1,2, 3 Questions – Patrick CHAMBOREDON

Patrick CHAMBOREDON,
Président de l’Ordre national des infirmiers

Vous venez de terminer une consultation nationale sur l’accès aux soins sur les territoires, du point de vue des infirmiers, qu’en ressort-il ?


La crise a très durement éprouvé les professionnels de soins et les organisations, les modalités de prise en charge en ambulatoire, en ville, et dans les hôpitaux et cliniques. L’Ordre national des infirmiers a lancé en mai 2022 une consultation nationale sur les territoires afin de vérifier si les chiffres que l’on a au niveau national sont en phase avec les réalités de terrain. Plus de 40 000 infirmiers ont répondu et au regard des résultats, nous constatons que c’est assez homogène sur les territoires mais qu’il règne un certain marasme ambiant, qui nous pousse à agir.

Concernant l’accès aux soins : 93 % des infirmiers sont inquiets quant à la situation en matière de soins sur leur territoire et 77 % affirment que la difficulté d’accès à un établissement de soins et aux professionnels de santé est le premier motif de préoccupation de leurs patients ; et sur les conditions d’exercice : 88 % estiment qu’elles sont devenues plus difficiles que par le passé et 71 % jugent qu’ils ne peuvent pas consacrer suffisamment de temps à chacun de leurs patients. 65 % pensent par ailleurs que leurs compétences et leur rôle auprès des patients ne sont pas reconnus.

Est-on en train d’assister à une désaffection durable du métier d’infirmier ?

La consultation fait ressortir que 8 infirmiers sur 10 (82 %) se disent fiers d’exercer leur métier et 71 % estiment qu’en l’exerçant, ils renforcent le lien social sur leur territoire d’exercice. Donc choisir la profession infirmière fait aujourd’hui toujours du sens, mais nous traversons une crise des vocations, due entre autres au manque d’attractivité de l’exercice, renforcé par un nombre croissant de postes vacants.

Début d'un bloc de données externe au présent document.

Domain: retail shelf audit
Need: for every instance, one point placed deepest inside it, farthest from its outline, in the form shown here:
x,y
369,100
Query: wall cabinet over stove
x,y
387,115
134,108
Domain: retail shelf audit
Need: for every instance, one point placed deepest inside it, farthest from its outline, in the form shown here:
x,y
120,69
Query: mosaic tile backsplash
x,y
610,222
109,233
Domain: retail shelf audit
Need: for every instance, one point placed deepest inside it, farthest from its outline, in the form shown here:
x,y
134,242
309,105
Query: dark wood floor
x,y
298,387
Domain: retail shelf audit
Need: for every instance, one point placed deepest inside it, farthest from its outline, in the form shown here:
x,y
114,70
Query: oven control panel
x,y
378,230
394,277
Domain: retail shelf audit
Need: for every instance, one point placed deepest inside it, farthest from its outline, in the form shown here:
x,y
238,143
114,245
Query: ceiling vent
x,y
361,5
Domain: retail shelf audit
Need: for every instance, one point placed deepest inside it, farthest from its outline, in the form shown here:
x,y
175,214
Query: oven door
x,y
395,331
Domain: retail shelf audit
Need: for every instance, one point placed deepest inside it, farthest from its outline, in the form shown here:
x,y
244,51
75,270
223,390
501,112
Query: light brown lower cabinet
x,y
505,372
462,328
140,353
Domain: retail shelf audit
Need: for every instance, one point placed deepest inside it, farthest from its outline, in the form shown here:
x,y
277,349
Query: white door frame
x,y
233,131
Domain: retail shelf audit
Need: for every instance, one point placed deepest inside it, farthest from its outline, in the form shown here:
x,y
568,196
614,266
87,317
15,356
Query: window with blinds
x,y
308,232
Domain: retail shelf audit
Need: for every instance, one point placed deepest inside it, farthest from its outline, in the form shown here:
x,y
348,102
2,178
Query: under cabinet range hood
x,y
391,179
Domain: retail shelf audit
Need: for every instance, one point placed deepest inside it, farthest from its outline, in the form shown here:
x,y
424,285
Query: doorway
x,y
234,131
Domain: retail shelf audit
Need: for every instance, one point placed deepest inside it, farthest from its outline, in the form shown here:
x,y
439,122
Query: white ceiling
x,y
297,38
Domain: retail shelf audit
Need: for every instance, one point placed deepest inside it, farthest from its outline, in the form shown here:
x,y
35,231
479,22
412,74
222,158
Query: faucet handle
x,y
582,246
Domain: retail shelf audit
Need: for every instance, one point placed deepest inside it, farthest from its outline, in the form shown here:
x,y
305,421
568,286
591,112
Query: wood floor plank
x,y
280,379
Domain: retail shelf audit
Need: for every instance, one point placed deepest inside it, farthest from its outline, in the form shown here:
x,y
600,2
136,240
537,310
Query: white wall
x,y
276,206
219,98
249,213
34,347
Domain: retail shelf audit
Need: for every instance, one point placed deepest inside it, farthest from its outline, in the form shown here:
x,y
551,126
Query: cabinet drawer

Ce constat demande à ce que l’on remette l’ouvrage sur le métier afin de trouver des solutions autres que financières, puisque la partie rémunération n’est qu’un élément de l’échiquier et que des avancées ont été faites avec le Ségur ou sont en cours. La question du sens et des valeurs du métier du soin est essentielle, et elle se traduit au quotidien par le temps dont dispose un infirmier pour le seul soin, qui détermine la qualité de la prise en charge. Les conditions d’exercice ont une influence sur la qualité de prise en charge et sur le taux de satisfaction du professionnel, donc c’est un axe de travail qu’il faut poursuivre, redonner du temps au soin.

La DREES relève d’ailleurs qu’il nous faudra 1 million d’infirmiers en 2040, en phase avec l’évolution démographique du pays. Nous avons un vrai besoin de formation devant nous, et nous saluons la levée progressive du NC pour atteindre ces objectifs.

Quels sont vos travaux et revendications pour faire avancer les choses ?

Dans un premier temps, il faut remobiliser les pouvoirs publics, car les signaux d’alerte lancés depuis deux ans n’ont pas eu les effets escomptés. Si des avancées ont été faites avec la revalorisation salariale du Ségur, d’autres questions se posent.

L’Ordre national des infirmiers a commencé à faire évoluer la profession, notamment avec l’introduction de la pratique avancée en soins infirmiers, qui bénéficiera aussi aux services d’urgences sous tension, puisque des infirmiers en cours de formation auront une qualification urgences.

Nous avons également réussi à obtenir la réouverture du décret des compétences infirmières, qui permettra d’analyser en profondeur les évolutions souhaitables pour accroître la complémentarité entre les professions de soins. Le but recherché est de permettre aux infirmiers de faire plus d’actes techniques pour que les médecins se concentrent davantage sur leurs compétences médicales. 94 % des infirmiers jugent d’ailleurs qu’il est urgent d’actualiser le décret. Un transfert de compétences a déjà eu lieu lors de la crise Covid où les infirmiers ont été autorisés à vacciner la population. La crise a confirmé l’utilité et l’expertise des infirmiers.

Nous avons également d’autres propositions, des quotas de patients par infirmier…

Nous souhaitons entretenir un dialogue ouvert avec les instances syndicales représentatives, employeurs, salariés, étant donné que les infirmiers sont, avec les médecins et les autres professions paramédicales, des acteurs complémentaires qui font tourner l’hôpital et la prise en charge en ville. Des solutions doivent être trouvées ensemble.